One night, my mom was cooking chicken Alfredo for dinner. She asked me to sign my name on a permission slip for school.
Instead of signing my name in cursive, I printed it. She gave me with a suspicious look and said, “Don’t they teach you cursive handwriting in school? They need to start teaching you about writing in cursive.”
That wasn’t the first time my mom has complained about me not knowing cursive. She says I’m about to be grown, and she thinks my handwriting is unprofessional.
I wasn’t about to keep listening to her complain. So I started to wonder, why did they take cursive out of schools? And how is that affecting me?
The disappearance of cursive
Alicia Trescott, a site coordinator at Richmond Heights Secondary School, told me that a lot of schools in Ohio stopped teaching cursive in elementary school because of something called Common Core, starting in about 2010.
"It started as federal legislation, and states could adopt it if they wanted to," Ms. Trescott said. "It describes what students should know at the end of each grade level."
She said cursive writing wasn't included in those grade-by-grade standards.
Eventually, parents started complaining about how students couldn’t sign their name and couldn’t read other people’s cursive handwriting. So in 2019, the state of Ohio passed a law that added cursive back into the curriculum.
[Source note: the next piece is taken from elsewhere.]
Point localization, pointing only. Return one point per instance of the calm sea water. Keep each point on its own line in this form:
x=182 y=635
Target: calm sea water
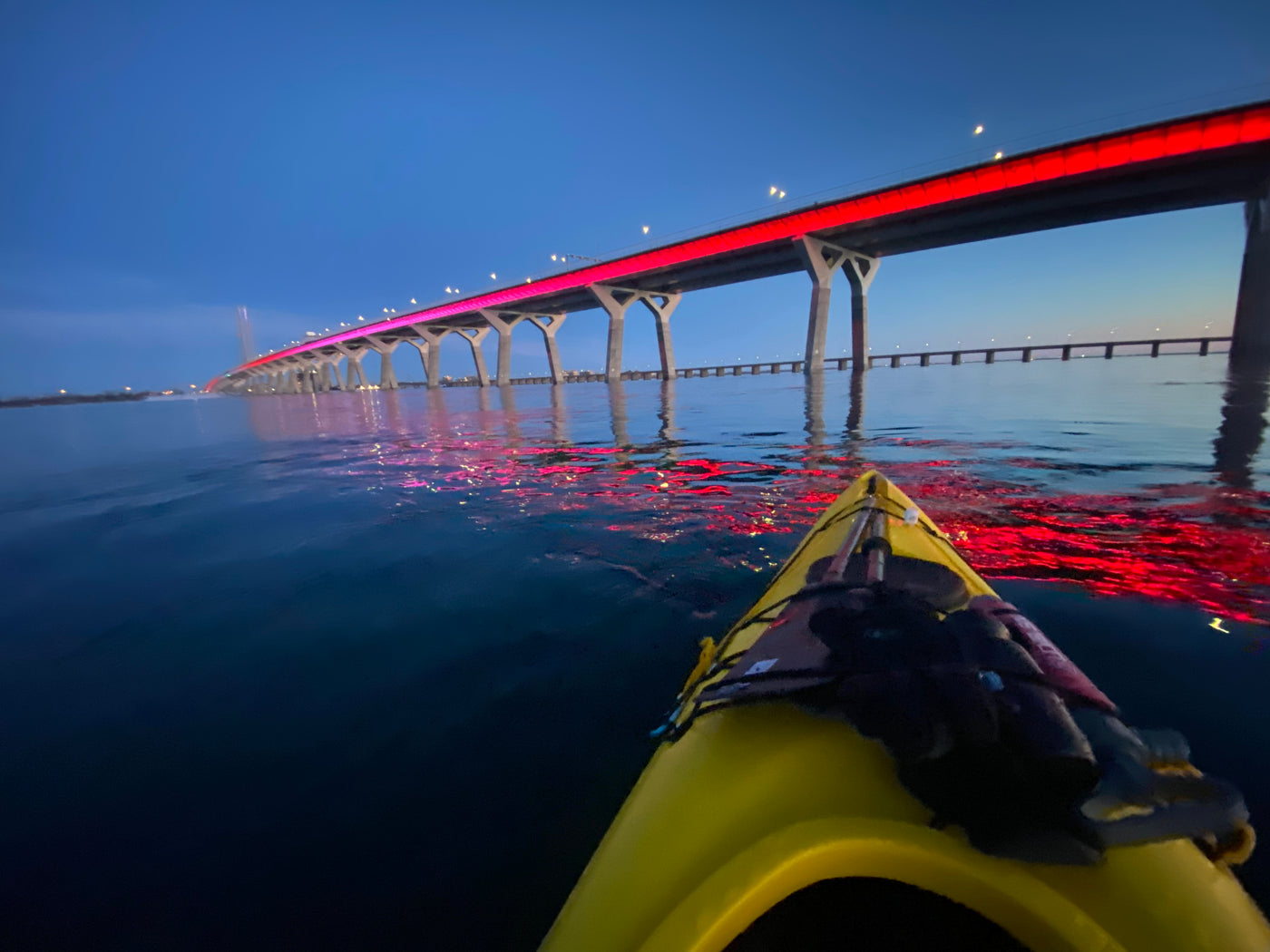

Teresa Fedor, a Democrat from Toledo, spoke in support of the law in 2018. She was a state representative at the time, and now she’s a state senator.
"It's just so sad that we are not teaching our children how to write cursive handwriting," Fedor said, addressing her fellow state representatives. "We've even heard grandparents who write letters to their grandchildren, and they didn't realize [their grandchildren] couldn't read the cursive writing."
What she said made me think: Some kids really don't understand what people are writing when they write in cursive. And that is sad.
My auntie loves writing in cursive on my birthday cards. I see the heart in what she writes and I know it’s a good message, but I don't know what she wrote. I just pretend I do.
A first try
So, one day I decided to give writing cursive a shot. My social studies teacher, Mr. Delgado, stayed after class and gave me a sheet showing the alphabet in cursive.
I got out my notebook and tried to write out some terms from the blackboard, like "supply and demand."
Mr. Delgado called me a natural. But I wasn’t happy with how my writing looked. You could see where I kept stopping and starting.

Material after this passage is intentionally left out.